Numéro d'arrêt : 49569
Numéro NOR : CETATEXT000007746417 ?
Identifiant URN:LEX : urn:lex;fr;conseil.etat;arret;1988-12-09;49569 ?

Analyses :

DOMAINE - DOMAINE PUBLIC - PROTECTION DU DOMAINE - CONTRAVENTIONS DE GRANDE VOIRIE - CAUSE EXONERATOIRE - Cas de force majeure ou fait de l'administration assimilable à un tel cas - Absence - Eclatement des pneumatiques du train d'atterrissage d'un avion sur la piste d'un aérodrome.

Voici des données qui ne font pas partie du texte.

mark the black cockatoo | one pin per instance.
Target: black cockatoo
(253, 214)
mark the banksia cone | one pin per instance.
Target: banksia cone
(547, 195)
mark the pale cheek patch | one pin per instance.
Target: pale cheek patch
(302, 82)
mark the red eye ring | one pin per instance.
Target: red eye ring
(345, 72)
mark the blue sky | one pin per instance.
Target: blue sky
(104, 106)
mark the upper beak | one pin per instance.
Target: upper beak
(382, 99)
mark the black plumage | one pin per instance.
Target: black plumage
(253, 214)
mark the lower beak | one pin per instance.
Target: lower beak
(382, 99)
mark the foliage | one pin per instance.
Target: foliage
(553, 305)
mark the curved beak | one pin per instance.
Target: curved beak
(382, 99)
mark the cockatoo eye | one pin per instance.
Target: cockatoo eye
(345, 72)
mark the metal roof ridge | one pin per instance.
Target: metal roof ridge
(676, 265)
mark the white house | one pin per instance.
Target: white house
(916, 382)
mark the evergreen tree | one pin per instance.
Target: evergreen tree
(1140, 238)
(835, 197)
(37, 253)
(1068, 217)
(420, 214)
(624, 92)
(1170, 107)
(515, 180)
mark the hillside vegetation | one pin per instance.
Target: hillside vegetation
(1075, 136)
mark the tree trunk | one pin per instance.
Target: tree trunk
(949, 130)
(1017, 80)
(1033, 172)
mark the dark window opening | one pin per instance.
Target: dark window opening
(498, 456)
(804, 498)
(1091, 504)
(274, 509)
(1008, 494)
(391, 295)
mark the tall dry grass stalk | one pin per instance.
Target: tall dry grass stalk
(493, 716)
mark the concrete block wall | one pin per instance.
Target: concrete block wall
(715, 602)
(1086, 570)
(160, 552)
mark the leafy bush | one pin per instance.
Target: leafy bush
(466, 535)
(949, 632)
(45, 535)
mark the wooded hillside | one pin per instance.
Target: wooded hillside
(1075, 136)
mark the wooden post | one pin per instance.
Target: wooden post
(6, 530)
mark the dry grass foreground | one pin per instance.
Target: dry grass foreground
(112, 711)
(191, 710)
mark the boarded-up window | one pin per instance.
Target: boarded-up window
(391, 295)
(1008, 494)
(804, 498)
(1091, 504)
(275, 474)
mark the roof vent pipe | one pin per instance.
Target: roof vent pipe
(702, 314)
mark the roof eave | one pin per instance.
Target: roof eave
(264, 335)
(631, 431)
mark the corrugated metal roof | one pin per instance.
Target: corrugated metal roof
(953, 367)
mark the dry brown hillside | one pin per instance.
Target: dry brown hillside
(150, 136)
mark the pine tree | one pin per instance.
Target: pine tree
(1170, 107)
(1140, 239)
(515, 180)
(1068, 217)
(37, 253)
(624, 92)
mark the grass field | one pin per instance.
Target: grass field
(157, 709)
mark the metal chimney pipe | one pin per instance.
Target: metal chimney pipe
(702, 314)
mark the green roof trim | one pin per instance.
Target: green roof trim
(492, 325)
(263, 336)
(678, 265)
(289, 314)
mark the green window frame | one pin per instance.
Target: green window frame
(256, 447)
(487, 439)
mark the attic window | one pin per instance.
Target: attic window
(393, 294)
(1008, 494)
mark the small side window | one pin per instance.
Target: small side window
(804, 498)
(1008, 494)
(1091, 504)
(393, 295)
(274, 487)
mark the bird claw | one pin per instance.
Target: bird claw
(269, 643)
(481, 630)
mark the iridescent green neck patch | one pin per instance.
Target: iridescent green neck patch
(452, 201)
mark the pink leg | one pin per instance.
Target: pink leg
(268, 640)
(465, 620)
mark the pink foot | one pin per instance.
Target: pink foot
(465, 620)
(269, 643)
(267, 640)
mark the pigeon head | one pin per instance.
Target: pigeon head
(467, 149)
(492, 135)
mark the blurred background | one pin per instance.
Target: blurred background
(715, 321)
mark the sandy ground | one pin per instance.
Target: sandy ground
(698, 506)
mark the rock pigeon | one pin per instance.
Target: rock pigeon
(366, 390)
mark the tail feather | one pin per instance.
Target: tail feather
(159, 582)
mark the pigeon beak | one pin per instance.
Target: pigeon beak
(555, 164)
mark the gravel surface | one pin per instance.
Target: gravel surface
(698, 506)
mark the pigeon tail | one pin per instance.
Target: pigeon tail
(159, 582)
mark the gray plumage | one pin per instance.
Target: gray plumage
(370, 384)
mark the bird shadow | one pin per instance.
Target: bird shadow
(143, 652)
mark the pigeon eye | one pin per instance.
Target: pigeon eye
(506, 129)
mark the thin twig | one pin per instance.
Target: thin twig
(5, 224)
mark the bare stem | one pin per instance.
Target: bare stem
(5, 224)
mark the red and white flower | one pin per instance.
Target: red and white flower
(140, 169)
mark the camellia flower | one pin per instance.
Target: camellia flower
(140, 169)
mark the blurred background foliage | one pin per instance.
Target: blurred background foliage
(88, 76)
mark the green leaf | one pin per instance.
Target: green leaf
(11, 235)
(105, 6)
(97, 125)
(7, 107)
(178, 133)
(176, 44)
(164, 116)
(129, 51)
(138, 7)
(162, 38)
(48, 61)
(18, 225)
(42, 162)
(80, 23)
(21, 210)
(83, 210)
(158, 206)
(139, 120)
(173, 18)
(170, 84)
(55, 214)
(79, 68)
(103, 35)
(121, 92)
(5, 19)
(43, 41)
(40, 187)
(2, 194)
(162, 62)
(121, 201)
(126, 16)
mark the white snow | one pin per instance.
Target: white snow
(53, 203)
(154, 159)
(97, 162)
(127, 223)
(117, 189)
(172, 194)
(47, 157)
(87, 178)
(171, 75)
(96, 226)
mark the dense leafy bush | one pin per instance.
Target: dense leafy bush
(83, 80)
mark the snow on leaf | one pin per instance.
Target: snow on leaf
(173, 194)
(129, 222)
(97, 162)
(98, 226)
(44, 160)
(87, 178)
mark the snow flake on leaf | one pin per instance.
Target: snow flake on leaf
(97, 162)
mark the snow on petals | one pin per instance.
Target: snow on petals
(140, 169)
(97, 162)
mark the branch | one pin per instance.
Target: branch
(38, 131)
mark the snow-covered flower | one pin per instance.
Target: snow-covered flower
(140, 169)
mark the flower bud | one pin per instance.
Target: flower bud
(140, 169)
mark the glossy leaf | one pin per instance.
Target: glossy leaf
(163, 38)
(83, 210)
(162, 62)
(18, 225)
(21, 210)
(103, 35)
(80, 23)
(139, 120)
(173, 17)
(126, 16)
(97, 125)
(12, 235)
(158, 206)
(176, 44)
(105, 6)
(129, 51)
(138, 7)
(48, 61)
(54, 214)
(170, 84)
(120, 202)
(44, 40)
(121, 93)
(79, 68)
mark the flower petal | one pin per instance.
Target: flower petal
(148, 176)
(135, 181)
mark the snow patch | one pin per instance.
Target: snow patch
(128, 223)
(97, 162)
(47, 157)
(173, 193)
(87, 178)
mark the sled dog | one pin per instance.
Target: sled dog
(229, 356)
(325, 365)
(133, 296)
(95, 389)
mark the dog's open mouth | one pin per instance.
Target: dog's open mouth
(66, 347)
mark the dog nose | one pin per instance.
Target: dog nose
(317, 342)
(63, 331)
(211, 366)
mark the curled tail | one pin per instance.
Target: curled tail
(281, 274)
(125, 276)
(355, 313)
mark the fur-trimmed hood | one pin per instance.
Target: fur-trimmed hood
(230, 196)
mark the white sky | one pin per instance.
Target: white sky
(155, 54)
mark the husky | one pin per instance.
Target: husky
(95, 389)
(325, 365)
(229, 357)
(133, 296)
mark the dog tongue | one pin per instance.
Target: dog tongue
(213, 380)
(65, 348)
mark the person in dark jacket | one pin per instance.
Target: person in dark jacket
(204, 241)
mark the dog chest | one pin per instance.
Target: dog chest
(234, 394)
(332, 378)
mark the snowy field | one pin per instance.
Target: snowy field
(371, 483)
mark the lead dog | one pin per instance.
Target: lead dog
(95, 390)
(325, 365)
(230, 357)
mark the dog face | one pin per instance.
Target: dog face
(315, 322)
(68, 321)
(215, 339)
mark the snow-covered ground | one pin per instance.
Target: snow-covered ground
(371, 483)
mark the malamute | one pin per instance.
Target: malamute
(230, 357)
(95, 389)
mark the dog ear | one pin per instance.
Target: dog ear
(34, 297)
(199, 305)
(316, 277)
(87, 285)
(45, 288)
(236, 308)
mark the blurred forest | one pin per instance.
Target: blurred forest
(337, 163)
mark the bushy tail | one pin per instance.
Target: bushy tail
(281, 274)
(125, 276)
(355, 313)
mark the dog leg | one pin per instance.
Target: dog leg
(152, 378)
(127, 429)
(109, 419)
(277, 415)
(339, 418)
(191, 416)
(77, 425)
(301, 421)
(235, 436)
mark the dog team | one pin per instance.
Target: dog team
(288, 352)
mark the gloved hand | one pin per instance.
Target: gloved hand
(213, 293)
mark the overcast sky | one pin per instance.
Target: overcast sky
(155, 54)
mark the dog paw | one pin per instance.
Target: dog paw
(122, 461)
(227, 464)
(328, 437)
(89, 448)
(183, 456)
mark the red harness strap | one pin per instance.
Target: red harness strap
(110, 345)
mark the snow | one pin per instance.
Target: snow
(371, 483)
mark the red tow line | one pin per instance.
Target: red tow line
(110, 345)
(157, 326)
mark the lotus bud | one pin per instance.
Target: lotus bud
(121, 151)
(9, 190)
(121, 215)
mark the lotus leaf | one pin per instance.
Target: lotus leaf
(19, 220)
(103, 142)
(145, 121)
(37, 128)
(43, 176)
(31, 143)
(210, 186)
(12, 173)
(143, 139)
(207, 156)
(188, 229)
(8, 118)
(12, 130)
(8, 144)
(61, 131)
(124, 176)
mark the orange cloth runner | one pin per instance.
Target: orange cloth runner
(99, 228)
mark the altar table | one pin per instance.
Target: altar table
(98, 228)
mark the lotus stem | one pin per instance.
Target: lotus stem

24-01-03-01-02, 65-03-04-04, 67-03-02-01 Le procès-verbal de contravention de grande voirie dressé à l'encontre de la société Varig constate les dommages causés à la piste n° 07/25 de l'aéroport d'Orly le 23 octobre 1977 à 23 H 25 par les parties métalliques du train d'atterrissage principal d'un appareil DC-10 appartenant à cette société, à la suite de l'éclatement des pneumatiques n° 6 et 5 dudit train, alors que l'appareil roulait sur la piste en vue de son décollage. Il résulte de l'instruction, et notamment du rapport des experts, que l'éclatement du pneumatique n° 6 qui a été provoqué par un corps étranger dont la présence sur la piste ne pouvait être décelée par le pilote de l'appareil n'aurait eu à lui seul aucune conséquence dommageable pour le revêtement de la piste d'envol. Les dommages ont été provoqués par le déchapage ou l'éclatement du pneumatique n° 5 qui a eu pour cause à la fois la surcharge qu'il a eu à supporter et les défauts qui avaient été relevés lors d'un récent contrôle. Dans ces conditions, la société Varig ne peut être regardée comme ayant établi que les atteintes à l'ouvrage public étaient imputables de façon exclusive à un cas de force majeure ou à un fait de l'administration assimilable à un cas de force majeure. Elle n'est donc pas fondée à soutenir que c'est à tort que par le jugement attaqué le tribunal administratif de Versailles l'a condamnée à supporter les frais de réparation de la piste.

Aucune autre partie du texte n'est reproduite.